Nel primo tempo l'approccio alla gara è stato favorevole all'Avellino. Rastelli ha riproposto il 4-3-1-2, concedendo nuovamente una maglia da titolare a Soumarè a discapito di Sbaffo. Il belga si è occupato soprattutto della marcatura di Di Gennaro ma non ha saputo offrire spunti interessanti negli ultimi trenta metri. Entrambe le squadre hanno faticato a creare palle gol, con difese molto abbottonate e poco propense a concedere qualcosa agli attacchi avversari. Una sciocchezza di Chiosa, unita all'astuzia di Cocco, ha regalato ai veneti il vantaggio. Pochi spunti degni di nota da parte dell'Avellino prima del duplice fischio di Pinzani. La squadra di Rastelli ha continuato a fare la gara anche nel secondo tempo. Con l'ingresso in campo di Sbaffo è aumentata la qualità in mezzo al campo dei lupi che sono riusciti a far pervenire ai due attaccanti palloni maggiormente puliti. Dopo un bel tiro di Trotta dalla distanza respinto da Vigorito, l'Avellino ha rischiato di pareggiare in altre circostanze, specie in alcune mischie createsi nell'area di rigore vicentina. Purtroppo, è mancata la zampata vincente di Castaldo e compagni, un leitmotiv nelle ultime gare.
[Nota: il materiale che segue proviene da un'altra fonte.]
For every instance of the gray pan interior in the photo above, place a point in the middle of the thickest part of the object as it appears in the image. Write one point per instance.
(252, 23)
Il Vicenza ha sofferto non poco la fisicità dei centravanti biancoverdi ma l'Avellino è stato poco cattivo e non ha avuto il killer instinct della squadra di Marino che con una sola vera conclusione nello specchio della porta ha ottenuto tre punti pesantissimi sia in chiave terzo posto che nella corsa verso la Serie A diretta. I lupi devono recitare il mea culpa per aver subito in maniera troppo ingenua il gol di Cocco, una sciocchezza colossale che in certe gare non ci si può permettere. Fallita questa gara, non resta che pensare alla partita di Varese, gara assolutamente da vincere per non compromettere quanto di buono fatto fino ad ora e per cercare di continuare a lottare per traguardi importanti fino alle ultime giornate.